Accrual accounting makes the relationship between income and expenses clearer, providing a better picture of profit or loss. This also provides a business with a better understanding of its assets and liabilities.
Accruals are important because they keep track of the financial position more accurately and systematically.
Cash is a more simplified system to maintain. Keeping track of what goes in and out of your bank account seems a little less daunting. Cashflow is key in this scenario.
Cash accounting can be misleading because it may show that you are profitable when you have outstanding bills. It is unhelpful when it comes to making business decisions if you do not have the complete scenario of outstanding income and expenses.
Cash accounting does have advantages when it comes to the tax side of your business. When filing a tax return on a cash basis, you can ultimately control the bottom line by what goes in and out of your bank account. You can show you have less income by claiming expenses paid that may not be relevant to that current period but on the reverse, you can claim higher income by having outstanding invoices that are not accounted for.
Why accrual accounting is more beneficial than cash accounting?

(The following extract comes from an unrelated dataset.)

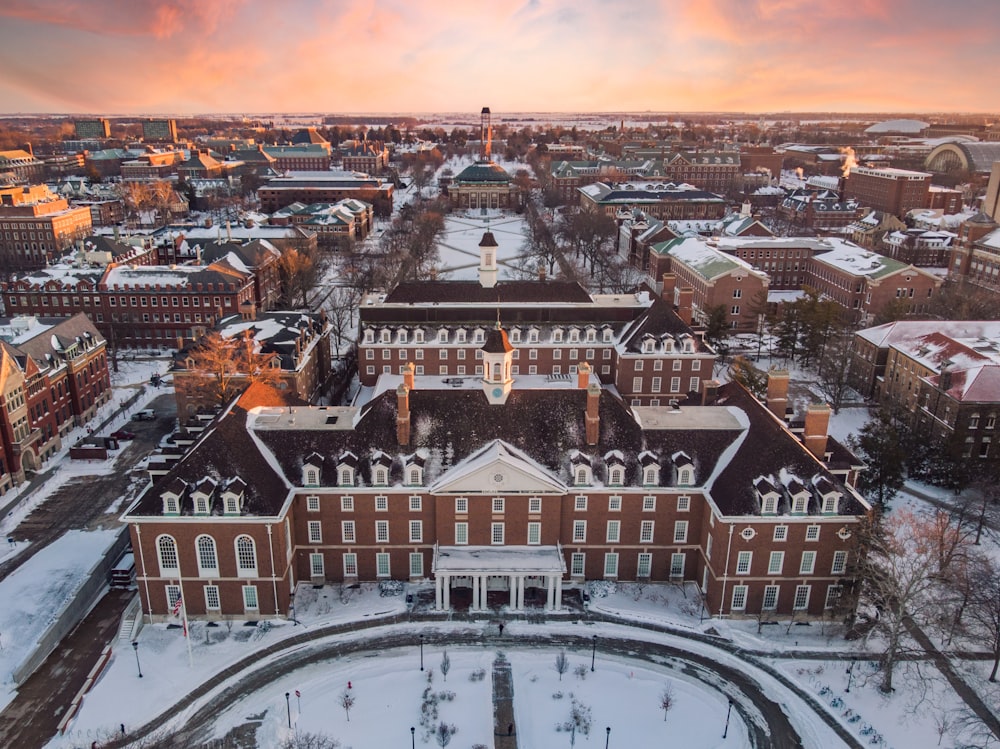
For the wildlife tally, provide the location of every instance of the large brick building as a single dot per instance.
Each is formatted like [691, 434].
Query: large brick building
[53, 377]
[515, 488]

Accrual accounting gives you a better indication of the business performance because it shows when income and expenses have occurred. If you want to see if a specific period was profitable, accrual will tell you that.
It is important in your accounting software that if you enter your accounts payable and receivables, be sure that when you make a payment to apply those payments against the accounts payable already set up in the system. It can be very easy to just enter a cheque and pay an invoice without applying it against the accounts payable. This will cause several issues including over claiming expenses and possibly overclaiming HST.
Best practices are to enter your invoices and then to process a payment. This will help you to ensure you are not double billed for any supplies or services. This will also allow you to keep track of what is outstanding in your expenses.
Review all outstanding items as part of your year-end process. The accounts payable aged report will help to review and confirm outstanding amounts owing.
With the capability in most software programs to allow you to print your reports in either accrual or cash if the entry is done appropriately, you will have the best of both worlds at the tip of your fingers.